这不,他们还没出门呢,铁头和栓子已经来喊人了。
几人就欢欢乐乐的一道走了。
连带着小幺,也背上了他的小水壶和小书包,屁颠屁颠的跟在哥姐身后——他这年纪读一年级早了,老师不收,只能先跟去明光的教室玩。
类似这种大孩子带着小孩子上课的场景,在农村是非常常见的。
毕竟家长都要下地挣工分,小孩子可不得交给哥姐照看?若是学校不允许这种照顾模式,怕是得有一多半学生退学。
不说这些题外话,且说几个孩子离开后,宁熹光收拾完家里,也去上班了。
她现在是没有正经编制的临时医护人员,和老王叔一起在村另一头,充当临时医护站的一间破房子里上班。
老王叔是“主任”,她就是个跑腿打杂的护士。
他们这“医护站”开张也有段时日了,之前农忙的时候基本没啥人来,碰到农闲的时候,病人倒是络绎不绝。
当然,这些病人可不是来找老王叔的,而是来找宁熹光的。
经过之前铁头嫂子一事,宁熹光“神医”的名声不胫而走。于是,十里八村的孕妇,或是有其他不舒坦的病人,都费了力气找过来。
他们知道宁熹光摸脉准,能猜透儿女,也知道她认穴位很有一手,会按摩,让人减缓疼痛,所以经过病人的口耳相传,宁熹光的名声更大了。
如今,宁熹光看得病更杂了,各种风湿骨痛关节病,妇女的痛经,还有诸如外伤治疗,小孩儿的感冒发烧流鼻涕。总之,但凡能叫出名号的病状,她都能看,且看得很好。
因此,每天一大早,就有不少外村人来临时医护站前排队,说说笑笑的,很是热闹。
柳树屯的村民见状很是骄傲。一来是因为这神医出自自己村,多少觉得脸上光荣;二来,这些外村人只能赶大老远来排队,他们却不同,只要不舒服了就去找宁熹光,别管天多晚,宁熹光从来不带推辞的。这就让村民们打从心底里生出一种优越感。

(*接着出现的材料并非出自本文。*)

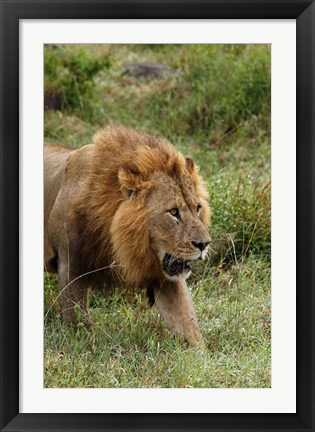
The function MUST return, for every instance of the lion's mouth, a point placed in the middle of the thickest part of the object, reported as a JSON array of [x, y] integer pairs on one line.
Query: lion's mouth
[[173, 265]]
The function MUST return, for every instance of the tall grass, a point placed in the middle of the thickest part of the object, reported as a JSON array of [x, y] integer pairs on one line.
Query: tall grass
[[214, 107]]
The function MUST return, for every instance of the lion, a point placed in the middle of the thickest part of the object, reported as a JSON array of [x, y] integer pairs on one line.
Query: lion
[[127, 209]]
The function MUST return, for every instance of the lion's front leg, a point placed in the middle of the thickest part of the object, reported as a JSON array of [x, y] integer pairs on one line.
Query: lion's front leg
[[175, 304], [73, 298]]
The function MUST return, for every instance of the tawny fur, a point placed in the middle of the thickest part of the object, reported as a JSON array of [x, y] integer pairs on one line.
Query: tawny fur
[[106, 205]]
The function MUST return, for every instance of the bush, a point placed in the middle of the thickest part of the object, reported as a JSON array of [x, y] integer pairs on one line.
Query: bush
[[69, 76], [240, 221]]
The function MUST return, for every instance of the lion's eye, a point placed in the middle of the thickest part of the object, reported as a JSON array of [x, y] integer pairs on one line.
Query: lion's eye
[[175, 212]]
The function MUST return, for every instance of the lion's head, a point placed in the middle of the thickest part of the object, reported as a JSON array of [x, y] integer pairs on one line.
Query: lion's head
[[161, 219]]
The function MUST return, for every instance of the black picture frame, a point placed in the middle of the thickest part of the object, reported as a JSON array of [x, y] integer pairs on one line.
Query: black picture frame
[[10, 13]]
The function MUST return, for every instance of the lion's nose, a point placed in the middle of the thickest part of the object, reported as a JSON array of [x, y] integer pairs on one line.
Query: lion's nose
[[201, 245]]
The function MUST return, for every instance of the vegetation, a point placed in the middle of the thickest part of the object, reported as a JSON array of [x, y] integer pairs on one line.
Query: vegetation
[[215, 108]]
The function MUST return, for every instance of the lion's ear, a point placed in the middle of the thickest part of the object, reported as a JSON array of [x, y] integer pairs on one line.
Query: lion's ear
[[190, 166], [129, 179]]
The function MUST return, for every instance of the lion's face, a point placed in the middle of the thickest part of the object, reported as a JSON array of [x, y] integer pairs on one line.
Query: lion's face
[[176, 227]]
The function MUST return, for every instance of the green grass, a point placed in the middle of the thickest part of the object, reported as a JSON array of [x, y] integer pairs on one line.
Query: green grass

再加上,外村人看病都是要收钱的,没钱也可以给粮食,票据等。而这些收入,两名医生是要和村里三七分的。
虽然每次看诊宁熹光收的东西都非常少,但是积少成多,如今村里也分了足有百十斤粮食了。
这些粮食分到村民手里,每家每户不足一斤。可这就是额外收入,换句话说就是白来的,谁能不喜欢呢。
于是,经过这一手骚操作,柳树屯的村民对临时医护站更维护了。平时也精心照看着这里的一草一木,看见排队的在争执,也会出来调节。
这就导致了,宁熹光几乎不用为旁的事儿操心,只每天坐在那里看看病人,问问诊就好,这日子当真再舒心不过。
当然,偶尔不忙时,她也要出去采药。
再说现在来看病的这些病人,相比起药草的作用,更相信她的穴位按摩推拿法,以至于,大多让她推拿按摩,不爱吃药。
宁熹光忙忙碌碌着治病救人的时候,田地里的庄稼终于熟了。
麦穗沉甸甸的压弯了腰,遍地都是金黄色,看得人心里欢喜不已。
经过三年大旱,如今这一季庄稼收获,可算是解了大家的燃眉之急了。
某一天傍晚,村里的喇叭响了,村长通知,第二天收麦子。
这时候所有的村落里都开始抢收,根本没人来看病了。
宁熹光和老王叔干脆关了医护站的门,也加入了劳动中。
放了暑假的小孩子们,也都欢快的跑出来劳动。
不能割麦子的就挎着篮子捡麦穗,再不行就干脆拿几根竹竿,看着麦场,以防有鸟雀来啄食。